Directions for the following two questions:

Mr. David manufactures and sells a single product at a fixed price in a niche market. The selling price of each unit is Rs. 30. On the other hand, the cost, in rupees, of producing x units is $$240 + bx + cx^2$$ , where b and c are some constants. Mr. David noticed that doubling the daily production from 20 to 40 units increases the daily production cost by 66.67%. However, an increase in daily production from 40 to 60 units results in an increase of only 50% in the daily production cost. Assume that demand is unlimited and that Mr. David can sell as much as he can produce. His objective is to maximize the profit.

Question 11

# How many units should Mr.

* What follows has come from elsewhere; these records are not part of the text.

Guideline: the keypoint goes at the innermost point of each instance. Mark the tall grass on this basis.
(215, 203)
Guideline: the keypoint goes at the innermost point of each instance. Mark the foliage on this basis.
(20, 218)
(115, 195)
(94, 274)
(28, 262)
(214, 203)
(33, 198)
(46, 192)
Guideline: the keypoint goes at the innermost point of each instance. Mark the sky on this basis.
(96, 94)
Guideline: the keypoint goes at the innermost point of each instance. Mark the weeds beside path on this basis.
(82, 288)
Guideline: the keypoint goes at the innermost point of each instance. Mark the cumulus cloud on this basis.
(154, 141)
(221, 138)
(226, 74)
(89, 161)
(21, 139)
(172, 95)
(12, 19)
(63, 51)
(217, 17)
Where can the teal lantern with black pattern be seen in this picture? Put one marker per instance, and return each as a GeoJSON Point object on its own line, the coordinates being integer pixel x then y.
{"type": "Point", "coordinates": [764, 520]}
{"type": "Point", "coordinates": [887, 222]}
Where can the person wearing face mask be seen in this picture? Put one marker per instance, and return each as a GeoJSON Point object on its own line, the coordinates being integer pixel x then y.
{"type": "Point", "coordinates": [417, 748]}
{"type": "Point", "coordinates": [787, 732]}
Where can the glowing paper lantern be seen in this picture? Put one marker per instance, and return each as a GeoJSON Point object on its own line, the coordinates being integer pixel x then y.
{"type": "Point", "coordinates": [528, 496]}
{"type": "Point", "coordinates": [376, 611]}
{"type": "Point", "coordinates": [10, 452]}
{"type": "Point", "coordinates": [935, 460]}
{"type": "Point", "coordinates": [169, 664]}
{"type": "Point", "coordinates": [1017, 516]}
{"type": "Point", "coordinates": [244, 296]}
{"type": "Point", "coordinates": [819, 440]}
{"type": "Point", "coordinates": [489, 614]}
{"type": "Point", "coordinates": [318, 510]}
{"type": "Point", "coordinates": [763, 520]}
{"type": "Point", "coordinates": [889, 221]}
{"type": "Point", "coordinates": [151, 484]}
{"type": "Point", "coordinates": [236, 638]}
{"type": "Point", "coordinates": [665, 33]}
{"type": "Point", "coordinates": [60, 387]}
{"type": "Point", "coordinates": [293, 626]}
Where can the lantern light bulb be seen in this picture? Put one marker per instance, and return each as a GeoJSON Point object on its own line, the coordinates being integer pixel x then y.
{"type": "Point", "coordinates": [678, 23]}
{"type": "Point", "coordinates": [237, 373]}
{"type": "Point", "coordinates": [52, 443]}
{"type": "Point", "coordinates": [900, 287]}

David produce daily?

Solution

Cost of 20 units = 240+20b+400c

Cost of 40 units = 240+40b+1600c = 5/3 * (240+20b+400c) => 720+120b+4800c = 1200+100b+2000c

=> 480 = 20b + 2800c => 120 = 5b + 700c

Cost of 60 units = 240+60b+3600c = 3/2 (240+40b+1600c) => 480 + 120b + 7200c = 720 + 120b + 4800c

=> 240 = 2400c => c = 1/10 and b = 10

Let the number of items needed for max profit be k

CP = $$240+10k+k^2/10$$

SP = 30k

Profit = SP - CP = $$30k - 240 - 10k - k^2/10$$ = $$20k - 240 - k^2/10$$

or Profit = $$\frac{1}{10} (-k^2 + 200k - 2400)$$

or, Profit = $$\frac{1}{10} (-(k^2 - 200k + 2400))$$

or, Profit = $$\frac{1}{10} (-(k^2 - 200k + 2400 + 7600 - 7600))$$

or, Profit = $$\frac{1}{10} (-(k^2 - 200k + 10000) + 7600)$$

or, Profit = $$\frac{1}{10} (-(k - 100)^2 + 7600)$$

To maximise the value of Profit, $$-(k - 100)^2$$ must be 0.

So, $$k$$ must be equal to 100.

Hence, option B is the correct answer.